// the find
BayesWitnesses/m2cgen
Transform ML models into a native code (Java, C, Python, Go, JavaScript, Visual Basic, C#, R, PowerShell, PHP, Dart, Haskell, Ruby, F#, Rust) with zero dependencies
m2cgen takes a trained scikit-learn, XGBoost, or LightGBM model and spits out pure native code in your target language — no runtime dependencies, no inference server, no numpy. Useful when you need to run predictions inside a Java service, a C embedded system, or anywhere Python can't follow. Covers 16 languages and the major model families (linear, tree, ensemble, boosting).
The zero-dependency output is the whole point and it actually works — generated code is just arithmetic and conditionals, nothing to install or version-pin. Language breadth is genuinely wide: C, Rust, Haskell, Elixir — not just the obvious JVM/JS targets. The architecture is clean: assemblers build a language-agnostic AST, interpreters walk it per language, so adding a new language is isolated work. CLI + pickle support means you can wire it into a build pipeline without writing Python glue code.
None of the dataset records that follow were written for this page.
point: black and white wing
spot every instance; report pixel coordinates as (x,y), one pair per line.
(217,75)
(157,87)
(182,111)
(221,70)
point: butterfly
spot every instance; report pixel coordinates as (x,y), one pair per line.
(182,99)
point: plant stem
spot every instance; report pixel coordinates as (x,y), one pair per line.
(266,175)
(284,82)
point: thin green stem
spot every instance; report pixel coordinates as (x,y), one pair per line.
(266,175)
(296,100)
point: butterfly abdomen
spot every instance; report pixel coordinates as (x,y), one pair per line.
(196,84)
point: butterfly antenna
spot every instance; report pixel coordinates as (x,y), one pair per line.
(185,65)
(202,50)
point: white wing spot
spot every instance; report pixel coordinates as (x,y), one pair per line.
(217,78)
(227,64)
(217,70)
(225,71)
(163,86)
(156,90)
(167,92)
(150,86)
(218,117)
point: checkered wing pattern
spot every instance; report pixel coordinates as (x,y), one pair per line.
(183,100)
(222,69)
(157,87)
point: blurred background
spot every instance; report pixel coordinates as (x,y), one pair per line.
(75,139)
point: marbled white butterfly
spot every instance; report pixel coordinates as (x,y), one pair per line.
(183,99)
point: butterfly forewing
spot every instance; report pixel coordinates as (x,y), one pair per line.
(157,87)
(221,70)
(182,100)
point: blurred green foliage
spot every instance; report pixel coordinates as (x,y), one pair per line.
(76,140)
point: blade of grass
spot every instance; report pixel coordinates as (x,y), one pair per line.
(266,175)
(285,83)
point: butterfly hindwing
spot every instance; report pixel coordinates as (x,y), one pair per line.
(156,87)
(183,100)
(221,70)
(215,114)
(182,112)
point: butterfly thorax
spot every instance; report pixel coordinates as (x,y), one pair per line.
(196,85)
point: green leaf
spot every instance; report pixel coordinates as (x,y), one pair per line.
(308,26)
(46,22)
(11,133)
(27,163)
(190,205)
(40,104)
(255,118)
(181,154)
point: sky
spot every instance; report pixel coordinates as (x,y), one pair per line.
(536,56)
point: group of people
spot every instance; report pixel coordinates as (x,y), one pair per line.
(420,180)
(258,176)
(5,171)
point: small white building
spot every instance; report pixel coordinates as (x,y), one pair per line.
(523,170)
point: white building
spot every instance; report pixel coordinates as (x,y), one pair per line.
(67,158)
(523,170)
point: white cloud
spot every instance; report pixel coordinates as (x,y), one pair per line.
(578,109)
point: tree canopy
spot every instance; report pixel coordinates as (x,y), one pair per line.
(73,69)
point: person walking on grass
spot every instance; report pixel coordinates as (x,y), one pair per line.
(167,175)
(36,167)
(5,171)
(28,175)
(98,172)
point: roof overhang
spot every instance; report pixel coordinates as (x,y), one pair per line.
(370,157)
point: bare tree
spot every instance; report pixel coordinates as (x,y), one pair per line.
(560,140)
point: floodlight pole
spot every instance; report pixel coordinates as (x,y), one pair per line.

Last commit was August 2024 and activity has been sparse for a couple of years — XGBoost and scikit-learn move fast, so version compatibility will eventually rot. Neural networks are a hard no: this only works for classical ML models, which is fine but limits the audience as most new production models aren't linear regressions. Large ensemble models (500-tree random forests) generate files with thousands of nested conditionals that will hit compiler inlining limits or stack-overflow at runtime — the FAQ acknowledges recursion errors but the fix ('reduce estimators') is a real operational constraint. No quantization or pruning hooks, so model size in the generated output is whatever the trained model is.